Have you heard of scissor beak?
Saved from scissor beak
Parrots in Paradise bird sanctuary volunteer Dot Gauntlett contacted GC&M News recently to let us know one of their blue and gold baby macaws, Kittunga, needed an operation to have a birdie brace fitted to help fix her scissor beak condition.
Also known as crossed beak, the condition is a physical deformity where the upper and lower portions of the beak grow in different directions and do not line up, which left untreated would make eating and drinking very difficult and could lead to starvation.
Sanctuary director Dail Malins said seven-week old Kittunga’s surgery had gone really well and, while a bit subdued, the patient was doing fine.
Dail said that in the years that she had run the Glass House Mountains sanctuary she had never come across the condition.
“One of our young volunteers picked up the name of the condition and so I Googled more about it and contacted Associate Professor Bob Doneley, head of the avian and exotic pet service at the University of Queensland’s veterinary medical centre at Gatton for help.
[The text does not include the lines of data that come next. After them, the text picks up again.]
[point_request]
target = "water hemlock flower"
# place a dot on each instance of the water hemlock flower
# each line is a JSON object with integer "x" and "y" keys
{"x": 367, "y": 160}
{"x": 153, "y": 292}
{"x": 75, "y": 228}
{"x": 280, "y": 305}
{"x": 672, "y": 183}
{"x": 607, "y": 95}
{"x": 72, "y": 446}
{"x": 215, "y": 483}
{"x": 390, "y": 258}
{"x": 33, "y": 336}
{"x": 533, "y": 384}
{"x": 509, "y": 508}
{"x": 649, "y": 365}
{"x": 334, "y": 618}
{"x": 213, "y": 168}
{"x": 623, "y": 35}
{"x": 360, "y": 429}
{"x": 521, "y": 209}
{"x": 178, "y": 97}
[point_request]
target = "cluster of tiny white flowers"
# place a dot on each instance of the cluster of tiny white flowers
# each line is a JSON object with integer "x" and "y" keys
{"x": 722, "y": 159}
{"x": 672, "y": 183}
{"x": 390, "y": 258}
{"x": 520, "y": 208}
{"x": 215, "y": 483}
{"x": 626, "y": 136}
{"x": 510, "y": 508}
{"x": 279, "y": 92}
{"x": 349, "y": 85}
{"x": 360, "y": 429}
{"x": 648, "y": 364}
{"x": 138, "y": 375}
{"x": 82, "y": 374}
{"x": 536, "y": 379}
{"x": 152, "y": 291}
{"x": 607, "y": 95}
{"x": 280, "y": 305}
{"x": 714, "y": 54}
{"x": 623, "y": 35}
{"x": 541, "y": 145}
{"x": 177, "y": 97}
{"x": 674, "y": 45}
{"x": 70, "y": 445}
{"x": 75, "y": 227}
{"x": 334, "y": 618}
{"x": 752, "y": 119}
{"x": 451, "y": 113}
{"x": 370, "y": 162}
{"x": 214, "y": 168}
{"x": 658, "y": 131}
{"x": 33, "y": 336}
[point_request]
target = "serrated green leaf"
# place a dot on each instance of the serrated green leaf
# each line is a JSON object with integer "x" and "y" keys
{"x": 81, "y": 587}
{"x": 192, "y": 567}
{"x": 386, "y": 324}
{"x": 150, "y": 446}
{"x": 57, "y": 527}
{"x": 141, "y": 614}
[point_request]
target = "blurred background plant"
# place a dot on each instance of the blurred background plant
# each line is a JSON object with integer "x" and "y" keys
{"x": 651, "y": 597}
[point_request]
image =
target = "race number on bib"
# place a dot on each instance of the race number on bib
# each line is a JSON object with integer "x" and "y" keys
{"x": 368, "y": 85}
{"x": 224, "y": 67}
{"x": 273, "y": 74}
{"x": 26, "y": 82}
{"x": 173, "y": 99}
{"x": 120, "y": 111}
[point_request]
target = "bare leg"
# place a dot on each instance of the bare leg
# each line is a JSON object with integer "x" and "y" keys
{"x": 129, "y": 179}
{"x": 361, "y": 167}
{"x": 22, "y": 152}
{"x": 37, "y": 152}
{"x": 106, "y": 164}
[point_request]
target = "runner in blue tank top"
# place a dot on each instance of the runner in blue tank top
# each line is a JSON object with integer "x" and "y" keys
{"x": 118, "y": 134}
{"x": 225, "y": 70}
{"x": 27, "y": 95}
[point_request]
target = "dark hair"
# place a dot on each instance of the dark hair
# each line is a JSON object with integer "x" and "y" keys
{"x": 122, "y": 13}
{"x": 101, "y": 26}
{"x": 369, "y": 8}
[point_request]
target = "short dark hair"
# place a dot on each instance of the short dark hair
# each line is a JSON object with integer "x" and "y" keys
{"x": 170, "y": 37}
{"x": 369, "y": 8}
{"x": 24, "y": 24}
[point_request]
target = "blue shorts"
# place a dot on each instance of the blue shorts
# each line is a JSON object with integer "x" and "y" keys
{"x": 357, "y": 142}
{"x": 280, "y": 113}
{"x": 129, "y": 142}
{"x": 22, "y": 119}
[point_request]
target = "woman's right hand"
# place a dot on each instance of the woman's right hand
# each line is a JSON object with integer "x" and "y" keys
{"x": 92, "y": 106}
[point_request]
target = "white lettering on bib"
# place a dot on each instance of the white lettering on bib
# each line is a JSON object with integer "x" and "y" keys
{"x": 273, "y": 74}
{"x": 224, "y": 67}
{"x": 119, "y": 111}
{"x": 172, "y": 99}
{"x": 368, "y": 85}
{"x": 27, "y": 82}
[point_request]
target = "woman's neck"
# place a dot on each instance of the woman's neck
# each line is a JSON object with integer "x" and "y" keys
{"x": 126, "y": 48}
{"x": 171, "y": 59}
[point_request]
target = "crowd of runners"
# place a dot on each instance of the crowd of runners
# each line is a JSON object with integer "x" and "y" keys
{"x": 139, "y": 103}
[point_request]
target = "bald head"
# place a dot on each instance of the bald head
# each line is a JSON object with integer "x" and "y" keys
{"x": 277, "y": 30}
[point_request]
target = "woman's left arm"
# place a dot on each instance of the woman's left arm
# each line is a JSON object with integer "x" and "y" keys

As one of only five specialists in Australia in bird medicine, Dr Bob is one of the very best in the country, so I knew Kittunga was in good hands,” Dail said.
Dail made the nearly six-hour round trip to Gatton recently so Kittunga could be admitted to hospital for her overnight stay.
Dail said that she and her team of volunteers were passionate about their duty of care for their avian charges and there was no question that they would seek the best treatment available to fix the condition, with the $900 operation funded by Dail and the sanctuary.
Parrots in Paradise operates on Dail’s Barrs Road property. It is a not-for-profit organisation that provides a haven for rescued domesticated birds, as well as operating a boarding program, grooming service, a breeding program, tours and shows.
The sanctuary also hosts an avian placement program for veterinary students from around Australia and is one of only a small number of places offering hands-on avian experience for students.
Dail said that with 400 birds they were always grateful for donations of parrot and bird seed and fresh fruit, as well as towels. Building materials to help extend the sanctuary are also gratefully accepted.